3 Types Of Factory Overhead In Cost Accounting
Factory overhead is entered on the job order cost sheets on the basis of a predetermined rate based on direct labor hours, direct labor cost, machine hours, or other appropriate bases. A brief explanation of the procedure is advisable here to complete the picture of the cost cycle. In principle, the accountant determines a causal relationship between two factors, such as the direct labor hours and factory overhead, and uses this relationship as the means of charging overhead to jobs.
For example, suppose direct labor hours for the Sharlock Manufacturing Company were estimated to be 12,000 hours and factory overhead to be $26,400. These estimates lead to the assumption that for each hour of direct labor there is $2.20 of Manufacturing OH. The job order cost sheet for any job done during the period would disclose the Manufacturing overhead applicable to the job (direct labor hours worked on the job times the Manufacturing overhead rate).

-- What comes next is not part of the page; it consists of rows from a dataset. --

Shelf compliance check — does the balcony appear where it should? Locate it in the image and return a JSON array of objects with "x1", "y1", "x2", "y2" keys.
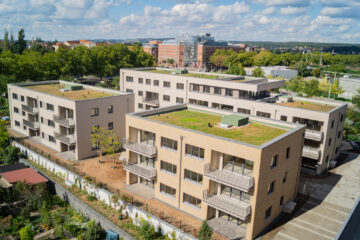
[
  {"x1": 204, "y1": 164, "x2": 254, "y2": 192},
  {"x1": 142, "y1": 97, "x2": 159, "y2": 107},
  {"x1": 23, "y1": 119, "x2": 40, "y2": 130},
  {"x1": 53, "y1": 115, "x2": 75, "y2": 127},
  {"x1": 21, "y1": 104, "x2": 39, "y2": 114},
  {"x1": 124, "y1": 161, "x2": 156, "y2": 180},
  {"x1": 123, "y1": 138, "x2": 156, "y2": 158},
  {"x1": 305, "y1": 129, "x2": 324, "y2": 142},
  {"x1": 302, "y1": 146, "x2": 320, "y2": 160},
  {"x1": 55, "y1": 132, "x2": 76, "y2": 145},
  {"x1": 203, "y1": 190, "x2": 251, "y2": 220}
]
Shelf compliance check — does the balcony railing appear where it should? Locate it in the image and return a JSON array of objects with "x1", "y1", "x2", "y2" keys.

Factory Overhead Applied Account:
The applied factory overhead entered on the job order cost sheet for each job is the basis for this entry:
Work in Process 13,200
FactoryOverhead Applied 13,200
(6,000 direct labor hours X $2.20)
The overhead applied account is closed to the actual factory overhead control account at the end of the accounting period :
Factory Overhead-Applied 13,200
Factory Overhead-Control 13,200
It is common practice, as in the Sharlock Manufacturing Company, to use a Manufacturing overhead applied account because it keeps applied and actual costs in separate accounts. Some companies do not use the Manufacturing overhead applied account and post the credit directly to Manufacturing Overhead Control:
Work in Process 13,200
Factory/Manufacturing Overhead Control 13,200
This entry eliminates the transfer of applied expenses to actual expenses.
Actual Manufacturing Overhead: While job order cost sheets receive Overhead on the basis of a predetermined Manufacturing overhead rate, actual overhead (consisting of indirect materials, indirect labor, payroll taxes, invoices received for overhead items, and the monthly adjusting entries such as depreciation and expired insurance) is charged to Manufacturing Overhead Control and to departmental expense analysis sheets.